# Cars Dataset

In [None]:
import numpy as np
from matplotlib import pyplot as plt
from pathlib import Path
from PIL import Image
import random
import scipy
from sklearn.linear_model import SGDClassifier
from sklearn.utils import shuffle
import time
from torchvision.models import resnet18, ResNet18_Weights
from torch.nn import Identity
from torchvision.io import read_image
from torchvision import transforms
import torch
from tqdm import tqdm

plt.rcParams['figure.figsize'] = [12, 8]

%load_ext autoreload
%autoreload 2

## Data

The dataset should (be downloaded)[https://ai.stanford.edu/~jkrause/cars/car_dataset.html] and extracted into a `data/` folder at the project root.  

In [None]:
DATA_PATH = Path("data")

### TASK 1 - Build a function that converts a labelled dataset into labelled and unlabelled subsets.

In [None]:
def get_labelled_and_unlabelled_indexes(
    dataset_labels,
    proportion
):
    if 0 >= proportion >= 1:
        raise ValueError("`proportion` should be a float between 0 and 1.")

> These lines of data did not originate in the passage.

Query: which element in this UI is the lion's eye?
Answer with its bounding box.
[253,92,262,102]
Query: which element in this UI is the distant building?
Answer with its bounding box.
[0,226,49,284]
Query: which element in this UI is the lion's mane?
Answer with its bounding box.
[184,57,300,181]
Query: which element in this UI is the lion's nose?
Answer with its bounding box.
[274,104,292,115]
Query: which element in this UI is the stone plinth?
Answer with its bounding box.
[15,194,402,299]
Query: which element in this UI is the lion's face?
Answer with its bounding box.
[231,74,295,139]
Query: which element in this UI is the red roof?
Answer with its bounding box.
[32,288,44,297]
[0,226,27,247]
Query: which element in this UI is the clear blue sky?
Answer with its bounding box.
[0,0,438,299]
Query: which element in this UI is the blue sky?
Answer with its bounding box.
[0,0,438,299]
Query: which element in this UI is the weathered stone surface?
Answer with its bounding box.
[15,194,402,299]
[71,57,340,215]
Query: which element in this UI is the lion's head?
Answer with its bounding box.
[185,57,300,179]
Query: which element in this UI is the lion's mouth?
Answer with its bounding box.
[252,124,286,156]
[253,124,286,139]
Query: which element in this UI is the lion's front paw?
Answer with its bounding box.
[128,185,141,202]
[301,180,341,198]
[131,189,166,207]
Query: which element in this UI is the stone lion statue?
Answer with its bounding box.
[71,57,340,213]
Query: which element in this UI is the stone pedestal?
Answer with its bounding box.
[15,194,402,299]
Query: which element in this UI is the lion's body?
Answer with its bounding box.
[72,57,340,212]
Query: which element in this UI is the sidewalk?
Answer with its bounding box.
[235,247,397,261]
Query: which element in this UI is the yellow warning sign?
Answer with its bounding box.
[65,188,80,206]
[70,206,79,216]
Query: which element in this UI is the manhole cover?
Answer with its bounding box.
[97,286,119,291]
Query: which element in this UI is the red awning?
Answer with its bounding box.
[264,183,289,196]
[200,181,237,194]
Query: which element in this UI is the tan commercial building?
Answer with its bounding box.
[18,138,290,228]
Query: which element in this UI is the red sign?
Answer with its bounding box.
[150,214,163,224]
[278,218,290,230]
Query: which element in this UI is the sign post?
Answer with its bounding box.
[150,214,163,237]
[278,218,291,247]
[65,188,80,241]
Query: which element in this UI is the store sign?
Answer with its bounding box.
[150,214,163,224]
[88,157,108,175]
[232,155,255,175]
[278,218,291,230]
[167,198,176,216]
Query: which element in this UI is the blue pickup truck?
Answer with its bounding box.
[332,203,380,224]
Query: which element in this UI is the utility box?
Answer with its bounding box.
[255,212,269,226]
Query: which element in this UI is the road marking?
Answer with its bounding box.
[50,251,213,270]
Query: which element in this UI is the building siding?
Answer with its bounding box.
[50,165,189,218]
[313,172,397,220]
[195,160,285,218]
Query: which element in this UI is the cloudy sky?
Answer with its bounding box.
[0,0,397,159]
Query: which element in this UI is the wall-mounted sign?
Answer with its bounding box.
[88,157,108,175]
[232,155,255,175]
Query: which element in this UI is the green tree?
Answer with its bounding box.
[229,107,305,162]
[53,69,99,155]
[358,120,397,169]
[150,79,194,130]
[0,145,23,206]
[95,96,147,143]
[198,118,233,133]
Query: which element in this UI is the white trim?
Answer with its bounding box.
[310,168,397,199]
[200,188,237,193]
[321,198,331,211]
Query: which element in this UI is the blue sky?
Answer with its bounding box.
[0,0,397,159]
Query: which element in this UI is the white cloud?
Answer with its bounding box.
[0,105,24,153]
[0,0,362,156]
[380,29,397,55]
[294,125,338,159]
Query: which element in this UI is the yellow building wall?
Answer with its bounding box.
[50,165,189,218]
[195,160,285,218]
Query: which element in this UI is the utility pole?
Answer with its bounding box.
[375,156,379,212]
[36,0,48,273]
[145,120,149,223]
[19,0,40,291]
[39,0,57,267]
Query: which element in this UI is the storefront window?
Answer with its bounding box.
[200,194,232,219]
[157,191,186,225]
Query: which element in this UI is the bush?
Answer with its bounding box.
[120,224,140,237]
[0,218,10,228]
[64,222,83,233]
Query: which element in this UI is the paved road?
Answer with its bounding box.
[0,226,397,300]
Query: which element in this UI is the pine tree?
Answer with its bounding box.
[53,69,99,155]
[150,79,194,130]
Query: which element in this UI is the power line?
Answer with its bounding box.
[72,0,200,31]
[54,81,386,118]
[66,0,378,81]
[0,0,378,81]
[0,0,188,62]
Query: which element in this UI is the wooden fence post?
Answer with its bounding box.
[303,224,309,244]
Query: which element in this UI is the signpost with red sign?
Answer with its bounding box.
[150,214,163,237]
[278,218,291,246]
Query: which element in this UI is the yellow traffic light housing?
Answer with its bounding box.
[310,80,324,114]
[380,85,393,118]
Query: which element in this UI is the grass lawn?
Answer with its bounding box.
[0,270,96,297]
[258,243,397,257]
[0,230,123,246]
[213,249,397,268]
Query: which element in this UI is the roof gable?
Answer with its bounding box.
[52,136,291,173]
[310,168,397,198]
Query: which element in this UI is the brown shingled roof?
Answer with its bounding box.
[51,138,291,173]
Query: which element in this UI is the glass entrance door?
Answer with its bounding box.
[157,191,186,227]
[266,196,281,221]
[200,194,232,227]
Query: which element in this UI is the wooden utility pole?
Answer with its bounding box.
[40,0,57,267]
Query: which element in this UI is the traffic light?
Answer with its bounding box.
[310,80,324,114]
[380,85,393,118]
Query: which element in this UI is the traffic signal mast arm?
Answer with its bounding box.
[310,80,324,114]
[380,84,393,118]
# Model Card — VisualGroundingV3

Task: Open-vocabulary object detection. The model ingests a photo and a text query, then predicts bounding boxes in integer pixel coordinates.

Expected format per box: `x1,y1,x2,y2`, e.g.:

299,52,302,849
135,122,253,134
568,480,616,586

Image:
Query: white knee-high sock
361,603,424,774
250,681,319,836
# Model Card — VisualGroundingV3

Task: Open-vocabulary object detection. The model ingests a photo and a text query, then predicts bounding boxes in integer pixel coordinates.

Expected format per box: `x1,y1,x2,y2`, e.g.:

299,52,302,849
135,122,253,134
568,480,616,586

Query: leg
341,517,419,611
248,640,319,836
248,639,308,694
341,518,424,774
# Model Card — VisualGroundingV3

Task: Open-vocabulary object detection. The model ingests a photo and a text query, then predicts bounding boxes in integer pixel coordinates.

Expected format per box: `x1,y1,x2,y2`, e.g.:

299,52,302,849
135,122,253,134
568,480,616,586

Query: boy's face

    split_index = int(len(dataset_labels) * (1 - proportion))
    unique_classes = np.unique(dataset_labels).tolist()
    
    if split_index < len(unique_classes):
        min_proportion = len(unique_classes) / len(dataset_labels)
        raise ValueError(
            f"The proportion should be greater than {min_proportion} to ensure" \
            "all unique classes have at least one instance labelled."
        )
        
    dataset_indexes = np.arange(0, len(dataset_labels))
    
    while True:
        random.shuffle(dataset_indexes)
    
        labelled_indexes = dataset_indexes[:split_index]
        unlabelled_indexes = dataset_indexes[split_index:]
    
        # Make sure at least one instance of each class is labelled
        if np.unique(np.array(dataset_labels)[labelled_indexes]).tolist() == unique_classes:
            break
    
    return labelled_indexes, unlabelled_indexes 

### TASK 2 - Data cleaning

# TODO (PRINT deletion)

In [None]:
def delete_non_RGB_images(image_path):
    delete_count = 0
    for filename in image_path.iterdir():
        image = Image.open(filename)
        if image.mode == "RGB":
            continue
            
        print(f"Deleting {filename} (is not an RGB image).")
        filename.unlink()
        delete_count += 1

    print(f">>> Deleted {delete_count} files in {image_path}.")

    
for image_path in [
    DATA_PATH / "cars_train", 
    DATA_PATH / "cars_test", 
]:
    delete_non_RGB_images(image_path)

### TASK 3 - Dataset representation

In [None]:
def load_images(image_path):
    images = {}
    for filename in image_path.iterdir():
        # Directly load images as tensors
        images[filename.name] = read_image(str(filename))
    
    print(f"{len(images)} images in {image_path}.")
    
    return images    

train_images = load_images(DATA_PATH / "cars_train")
test_images = load_images(DATA_PATH / "cars_test")

In [None]:
def load_annotation_files(filename):
    data = scipy.io.loadmat(filename)["annotations"][0]
    
    annotations = {}
    for d in data:
        image_filename = d[-1][0]
        _class = d[-2][0][0]
        
        annotations[image_filename] = _class
    
    return annotations
        
train_annotations = load_annotation_files(DATA_PATH / "devkit" / "cars_train_annos.mat")

In [None]:
def prepare_model():
    model = resnet18(weights=ResNet18_Weights.DEFAULT)
    # Replace last layer
    model.fc = Identity()
    
    return model.eval()

model = prepare_model()

In [None]:
def prepare_dataset(model, transform, images, annotations):
    dataset = {}
    for i, (image_filename, image) in enumerate(tqdm(images.items())):
        if image_filename not in annotations:
            print(image_filename)
            continue
        
        x = image / 256
        x = transform(x)
        x = x.float()
        x = x.unsqueeze(0)
        
        embedding = model(x).detach()
        embedding = embedding[0].numpy()
        
        dataset[i] = {
            "embedding": embedding, 
            "class_idx": annotations[image_filename], 
            "labelled": True
        }
        
    return dataset
    
dataset = prepare_dataset(
    model=model, 
    transform=ResNet18_Weights.DEFAULT.transforms(), 
    images=train_images, 
    annotations=train_annotations
)
torch.save(dataset, DATA_PATH / "dataset.pt")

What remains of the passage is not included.